On the other hand, imagine a world where these labels were applied by a massive team of humans instead of a deep learning algorithm. At Facebook's scale, would the photos end up with more or less racist labels on average over time? My guess is that the model does a better job, but this is just another example of why we should be wary about trusting ML systems with important work.

2 comments

Clearly, if a human did this it would a problem, so why should it be acceptable for an automated system to do the same thing?

One worries that the corporate overlords are preparing the legal system for completely impune manufacturers of self-driving cars. "Sorry your child is dead; the car did it so there's no one to sue or convict."

That raises the question, is it embarrassing or an expected mistake to be learned from. Many things are mislabel many things are labelled properly but we never say AI must feel pride at the good labeling job why would we give emotions to an emotionless system?
> it embarrassing or an expected mistake to be learned from.

I would say it's both. It's embarrassing for Facebook because it looks racist even though it really isn't. The system might be emotionless but the people who interact with it aren't, and we don't expect them to be.

> it looks racist even though it really isn't

It absolutely is racist. Racist outcomes are still racist regardless of whether there's a guy in Klansmen robes at the steering wheel or not.

How is it a racist outcome? This has nothing to do with the belief that one "race" is inherently better than another. It's a simple categorization error due to insufficient training data.
It's a racist outcome because racists have a long history of comparing black people to primates, and because this results in a service that's actively worse and less useful for black people than those of other ethnicities.

Also, a 'simple error' performed by company with absurd amounts of money and several extremely public examples from its peer companies as to what not to do is, at that point, more negligence than anything.

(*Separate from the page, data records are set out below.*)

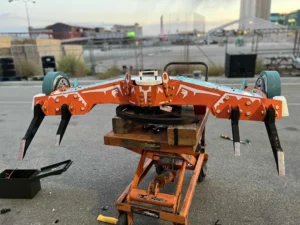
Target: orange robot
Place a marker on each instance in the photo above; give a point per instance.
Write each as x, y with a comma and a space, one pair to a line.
149, 95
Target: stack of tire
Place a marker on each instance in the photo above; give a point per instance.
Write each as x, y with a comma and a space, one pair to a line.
7, 68
48, 63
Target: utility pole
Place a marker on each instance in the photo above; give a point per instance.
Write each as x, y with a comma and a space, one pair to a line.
26, 7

> Racist outcomes are still racist regardless of whether there's a guy in Klansmen robes at the steering wheel or not.

Yes, I understand what systemic racism and implicit bias are, your condescending snark is appreciated.

Anyway, it's not racist because the result is not the product of implicit bias or systemic racism, it's a software bug that would have been possible no matter who was working on this software. As I wrote in another comment: the whole point of ML is to adapt to what is effectively an unbounded set of inputs, pretty much by definition there will be cases where even a team of 100% black people will train a model that, given the correct input, will fail in ways that particularly affect black people.